Mississippi State Bulldogs
- Title: Assistant head coach & running backs coach

Personal information
- Born: February 27, 1976 (age 50) Fort Carson, Colorado Springs, Colorado, U.S.
- Listed height: 6 ft 0 in (1.83 m)
- Listed weight: 190 lb (86 kg)

Career information
- High school: Los Alamitos (CA)
- College: Fresno State
- NFL draft: 1999 (undrafted)

Career history

Playing
- New York Giants (1999–2000)*; Amsterdam Admirals (2001); St. Louis Rams (2002)*;
- * Offseason or practice squad member only

Coaching
- Lakewood HS (CA) (2006–2009) Offensive coordinator & wide receivers coach; Colorado (2010) Offensive technical assistant; Idaho State (2011–2012) Wide receivers coach; Arkansas State (2013) Wide receivers coach; Arkansas State (2014–2015) Running backs coach; Maryland (2016–2017) Running backs coach; UCF (2018) Running backs coach; UCF (2019) Passing game coordinator & running backs coach; UCF (2020) Co-offensive coordinator & running backs coach; Utah State (2021–2022) Offensive coordinator & quarterbacks coach; Indiana (2023) Co-offensive coordinator & wide receivers coach; Mississippi State (2024–present) Assistant head coach & running backs coach;

= Anthony Tucker (American football) =

American football player and coach (born 1976)
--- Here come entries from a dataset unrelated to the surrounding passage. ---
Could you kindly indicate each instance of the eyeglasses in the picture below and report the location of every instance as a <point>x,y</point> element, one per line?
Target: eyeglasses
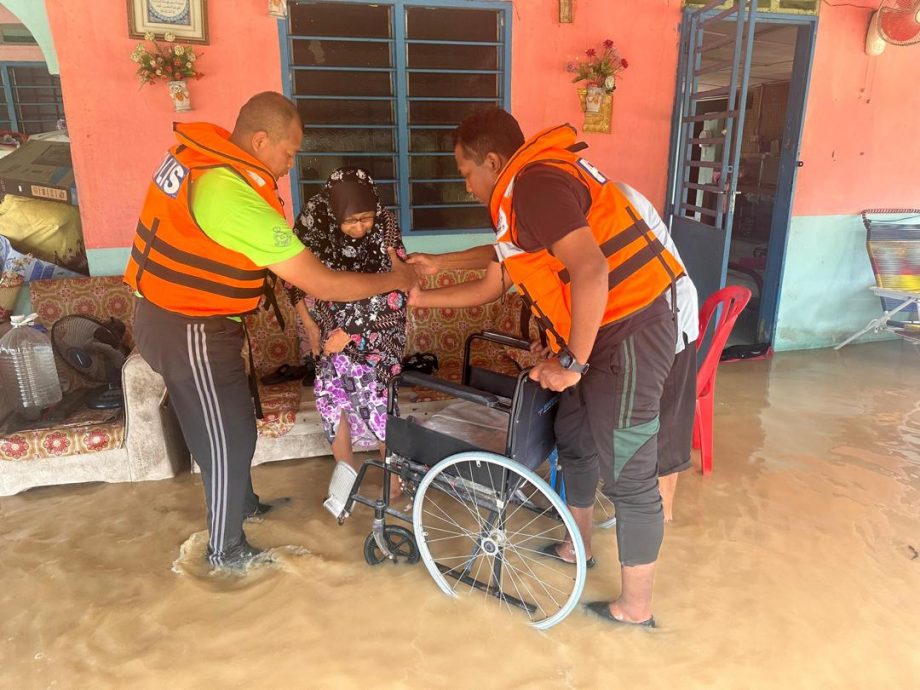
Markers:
<point>364,220</point>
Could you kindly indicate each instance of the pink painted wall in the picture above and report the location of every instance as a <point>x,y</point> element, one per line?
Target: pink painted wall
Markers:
<point>119,131</point>
<point>646,33</point>
<point>17,53</point>
<point>860,144</point>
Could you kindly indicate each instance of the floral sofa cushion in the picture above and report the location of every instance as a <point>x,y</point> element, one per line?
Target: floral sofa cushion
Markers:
<point>85,430</point>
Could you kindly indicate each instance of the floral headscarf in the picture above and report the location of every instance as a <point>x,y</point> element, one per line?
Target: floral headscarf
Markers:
<point>377,325</point>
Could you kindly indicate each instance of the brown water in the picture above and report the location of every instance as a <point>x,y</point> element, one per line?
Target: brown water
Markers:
<point>794,565</point>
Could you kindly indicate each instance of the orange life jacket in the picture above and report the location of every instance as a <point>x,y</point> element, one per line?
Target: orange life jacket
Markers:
<point>173,263</point>
<point>639,267</point>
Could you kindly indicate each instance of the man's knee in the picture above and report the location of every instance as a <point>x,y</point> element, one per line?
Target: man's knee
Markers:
<point>640,517</point>
<point>581,477</point>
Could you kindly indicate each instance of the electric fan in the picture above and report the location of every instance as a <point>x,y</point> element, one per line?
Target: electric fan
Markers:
<point>95,351</point>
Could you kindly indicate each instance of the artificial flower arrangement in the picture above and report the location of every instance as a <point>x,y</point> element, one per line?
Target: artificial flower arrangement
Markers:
<point>169,61</point>
<point>599,69</point>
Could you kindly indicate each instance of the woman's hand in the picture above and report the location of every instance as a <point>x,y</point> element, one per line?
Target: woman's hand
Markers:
<point>311,328</point>
<point>315,336</point>
<point>537,349</point>
<point>336,341</point>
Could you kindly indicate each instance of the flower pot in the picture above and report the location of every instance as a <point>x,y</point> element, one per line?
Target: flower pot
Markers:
<point>178,91</point>
<point>597,121</point>
<point>594,99</point>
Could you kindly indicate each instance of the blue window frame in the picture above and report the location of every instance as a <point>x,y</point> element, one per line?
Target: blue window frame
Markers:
<point>32,101</point>
<point>382,85</point>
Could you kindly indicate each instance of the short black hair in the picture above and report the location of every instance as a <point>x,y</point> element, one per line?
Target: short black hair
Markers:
<point>269,112</point>
<point>489,130</point>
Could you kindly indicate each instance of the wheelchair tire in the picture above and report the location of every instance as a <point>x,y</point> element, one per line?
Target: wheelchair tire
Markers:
<point>399,540</point>
<point>477,509</point>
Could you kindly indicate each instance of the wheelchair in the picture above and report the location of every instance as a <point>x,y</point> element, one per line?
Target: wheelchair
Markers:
<point>480,512</point>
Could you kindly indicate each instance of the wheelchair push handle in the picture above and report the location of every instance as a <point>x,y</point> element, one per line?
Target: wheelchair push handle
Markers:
<point>505,339</point>
<point>417,378</point>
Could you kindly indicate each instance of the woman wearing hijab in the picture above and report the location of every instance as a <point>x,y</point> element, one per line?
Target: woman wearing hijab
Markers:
<point>359,344</point>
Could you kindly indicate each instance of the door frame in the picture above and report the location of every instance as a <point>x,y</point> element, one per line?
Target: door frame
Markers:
<point>787,177</point>
<point>792,138</point>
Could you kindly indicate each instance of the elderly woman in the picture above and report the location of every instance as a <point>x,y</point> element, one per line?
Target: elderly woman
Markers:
<point>359,344</point>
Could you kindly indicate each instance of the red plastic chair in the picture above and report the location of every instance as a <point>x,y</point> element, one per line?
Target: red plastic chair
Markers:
<point>732,300</point>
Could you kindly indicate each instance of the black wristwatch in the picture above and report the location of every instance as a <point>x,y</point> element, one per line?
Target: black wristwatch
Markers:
<point>569,363</point>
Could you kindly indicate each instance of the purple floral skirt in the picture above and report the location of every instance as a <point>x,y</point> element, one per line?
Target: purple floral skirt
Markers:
<point>353,388</point>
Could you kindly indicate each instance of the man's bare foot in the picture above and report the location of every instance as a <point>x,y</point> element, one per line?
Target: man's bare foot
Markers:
<point>637,617</point>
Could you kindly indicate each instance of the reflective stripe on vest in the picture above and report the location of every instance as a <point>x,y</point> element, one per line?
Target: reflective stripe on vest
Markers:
<point>173,263</point>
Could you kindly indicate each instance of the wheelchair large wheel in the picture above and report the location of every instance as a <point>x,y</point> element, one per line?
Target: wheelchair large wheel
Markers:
<point>481,521</point>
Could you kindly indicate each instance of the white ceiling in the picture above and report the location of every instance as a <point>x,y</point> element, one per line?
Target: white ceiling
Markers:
<point>774,51</point>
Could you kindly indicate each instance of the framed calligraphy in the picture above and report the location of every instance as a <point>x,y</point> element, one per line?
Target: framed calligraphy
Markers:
<point>187,20</point>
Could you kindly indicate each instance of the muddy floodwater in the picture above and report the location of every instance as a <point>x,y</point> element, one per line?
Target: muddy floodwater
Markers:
<point>796,564</point>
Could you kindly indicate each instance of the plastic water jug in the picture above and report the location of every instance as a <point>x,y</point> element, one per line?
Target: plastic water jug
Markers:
<point>27,368</point>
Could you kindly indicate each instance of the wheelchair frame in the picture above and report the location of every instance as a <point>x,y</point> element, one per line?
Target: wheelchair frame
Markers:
<point>426,459</point>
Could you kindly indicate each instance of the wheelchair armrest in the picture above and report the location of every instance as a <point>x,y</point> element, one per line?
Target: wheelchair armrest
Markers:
<point>417,378</point>
<point>504,339</point>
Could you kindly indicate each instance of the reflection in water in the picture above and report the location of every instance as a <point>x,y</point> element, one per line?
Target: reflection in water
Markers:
<point>793,565</point>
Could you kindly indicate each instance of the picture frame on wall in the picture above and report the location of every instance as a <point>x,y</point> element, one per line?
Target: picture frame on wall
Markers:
<point>186,19</point>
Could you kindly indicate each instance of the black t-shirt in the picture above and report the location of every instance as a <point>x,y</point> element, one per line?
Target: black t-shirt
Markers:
<point>548,204</point>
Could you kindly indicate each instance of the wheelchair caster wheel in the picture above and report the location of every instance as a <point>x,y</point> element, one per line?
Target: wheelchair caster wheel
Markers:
<point>400,541</point>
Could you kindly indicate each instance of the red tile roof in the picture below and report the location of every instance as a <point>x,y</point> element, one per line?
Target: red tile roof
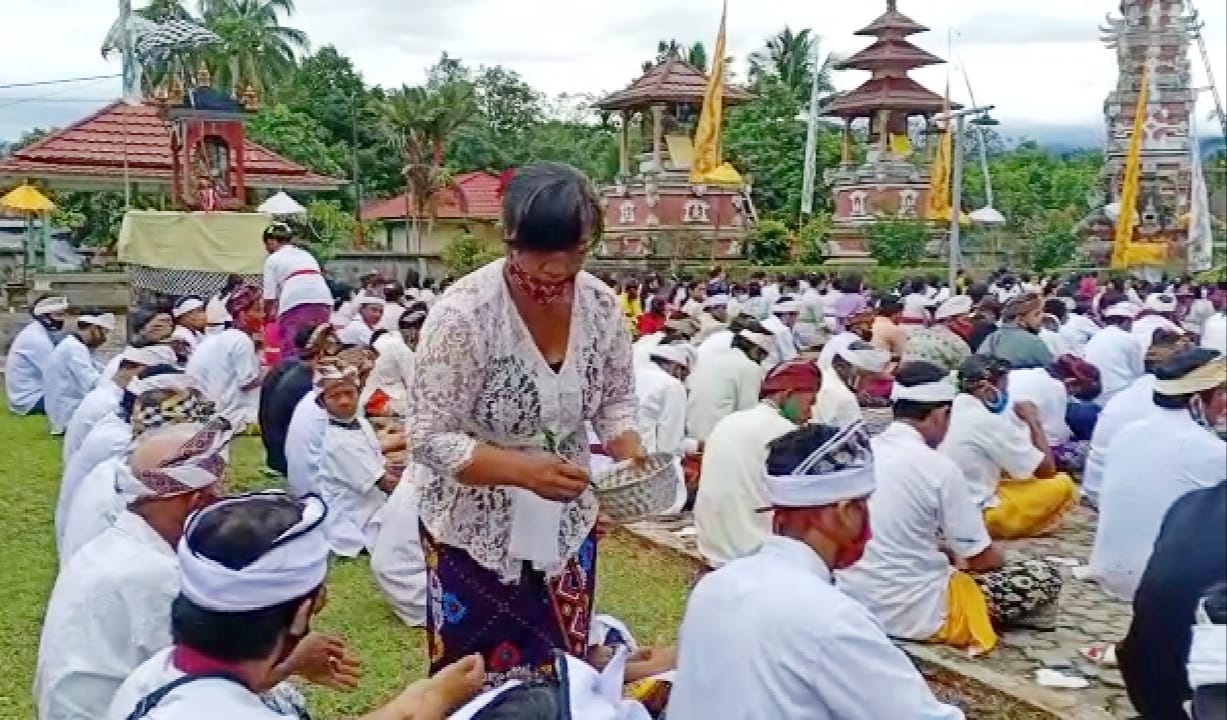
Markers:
<point>673,80</point>
<point>481,201</point>
<point>138,135</point>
Anthony Tucker (born February 27, 1976) is an American college football coach and former wide receiver. He is the assistant head coach and running backs coach for Mississippi State University, positions he has held since 2024.

== Playing career ==
Tucker played college football at Fresno State from 1994 to 1998 before signing with the New York Giants as an undrafted free agent in 1999. He was released by the Giants and signed with their practice squad multiple times over a period of two seasons before being loaned out to the Amsterdam Admirals of NFL Europe in 2001. Tucker was briefly a member of the St. Louis Rams in 2002 before he suffered a career-ending injury.

== Coaching career ==
Tucker began his coaching career at Lakewood High School in California at the request of one of his friends, who took over as the head coach of the football team. From there, Tucker went on to coach at Colorado as an offensive technical assistant before moving on to Idaho State to coach wide receivers. He also coached at Arkansas State before going on to joining the coaching staff at Maryland as running backs coach.

=== UCF ===
Tucker was named the running backs coach at UCF in December 2017, on Josh Heupel's inaugural coaching staff. After being promoted to passing game coordinator in 2019, Tucker was named co-offensive coordinator in 2020, splitting coordinator duties with Alex Golesh.

=== Utah State ===
Tucker was named the offensive coordinator and quarterbacks coach at Utah State in 2021. The move reunited him with Blake Anderson, who he worked under at Arkansas State.

===Indiana===
On February 18, 2023, Tucker was named co-offensive coordinator and wide receivers coach at Indiana.

===Mississippi State===
On December 2, 2023, Tucker was named assistant head coach at Mississippi State.